Recently, one person I have been thinking about is one Democratic Progressive Party (DPP) accidental Secretary General Gresselder Jeffrey. Since she assumed office, Jeffrey has been a demi-goddess who can say whatever decides to come out of her mouth. She does not even care about sensibilities. About a year ago, no one could mention Jeffrey on any serious matter. She was just a bounced-back Member of Parliament. But with power as DPP’s CEO she has decided to forget that she will not be where she is forever.

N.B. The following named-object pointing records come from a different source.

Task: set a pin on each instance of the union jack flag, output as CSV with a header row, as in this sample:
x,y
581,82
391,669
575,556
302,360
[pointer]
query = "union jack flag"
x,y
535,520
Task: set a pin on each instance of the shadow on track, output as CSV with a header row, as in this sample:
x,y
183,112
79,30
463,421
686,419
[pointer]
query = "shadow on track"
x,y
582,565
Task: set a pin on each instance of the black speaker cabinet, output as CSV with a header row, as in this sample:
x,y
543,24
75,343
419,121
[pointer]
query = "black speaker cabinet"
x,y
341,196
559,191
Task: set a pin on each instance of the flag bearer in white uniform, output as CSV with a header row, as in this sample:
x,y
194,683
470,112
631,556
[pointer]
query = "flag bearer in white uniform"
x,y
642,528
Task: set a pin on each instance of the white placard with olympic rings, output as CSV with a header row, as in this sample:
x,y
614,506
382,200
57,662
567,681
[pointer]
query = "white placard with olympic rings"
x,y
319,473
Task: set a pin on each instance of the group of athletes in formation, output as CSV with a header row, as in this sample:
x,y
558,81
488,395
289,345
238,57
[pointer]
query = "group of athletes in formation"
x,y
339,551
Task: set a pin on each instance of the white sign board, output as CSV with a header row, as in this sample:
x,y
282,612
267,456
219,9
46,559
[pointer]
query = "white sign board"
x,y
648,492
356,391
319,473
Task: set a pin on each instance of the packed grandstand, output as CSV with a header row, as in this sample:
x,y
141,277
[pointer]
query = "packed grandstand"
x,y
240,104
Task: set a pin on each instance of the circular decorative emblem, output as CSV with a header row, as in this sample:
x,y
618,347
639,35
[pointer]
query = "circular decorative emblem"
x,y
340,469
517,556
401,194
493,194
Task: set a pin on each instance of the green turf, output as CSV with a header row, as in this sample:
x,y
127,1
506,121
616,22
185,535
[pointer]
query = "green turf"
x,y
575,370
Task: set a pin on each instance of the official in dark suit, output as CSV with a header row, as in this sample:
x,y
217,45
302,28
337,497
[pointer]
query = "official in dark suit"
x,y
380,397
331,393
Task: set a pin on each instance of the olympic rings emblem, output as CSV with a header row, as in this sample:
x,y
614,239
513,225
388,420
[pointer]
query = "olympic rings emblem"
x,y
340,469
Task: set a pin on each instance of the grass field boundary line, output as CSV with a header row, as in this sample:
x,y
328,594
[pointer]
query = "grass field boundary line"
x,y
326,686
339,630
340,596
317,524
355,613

On Tuesday, The Daily Times carried on its front page, a story about some DPP officials who were forcing councils to fund their blue gathering called Blue Night. Not long ago, some councillors belonging to the DPP were reported to have been harassing a District Commissioner in Chiradzulu because she refused to be part of their looting schemes. Until now, these rascals have not been punished and it is likely that they will not be punished as long as the DPP is in power.

People who hold and are close to power have a tendency of forgetting that when tables turn, they will cry for the same justice they vomit on. Sit back and reflect on how on this very Earth we are living, someone who was eyeing the presidency before December could be ridiculed and stoned by ordinary Malawians while someone who held the top most job in this country could be living in self-imposed exiled with an arrest warrant hovering over her head.

Once upon a time in this country, everything was about Kamuzu Banda, then came Bakili Muluzi, then Bingu, Joyce Banda and now Peter Mutharika. But nothing lasts forever.

And as we live and start living under the illusion that we are indispensable we should look into the mirrors of time and see how the mighty have fallen. Whatever decision we make in our prime is the door to fate.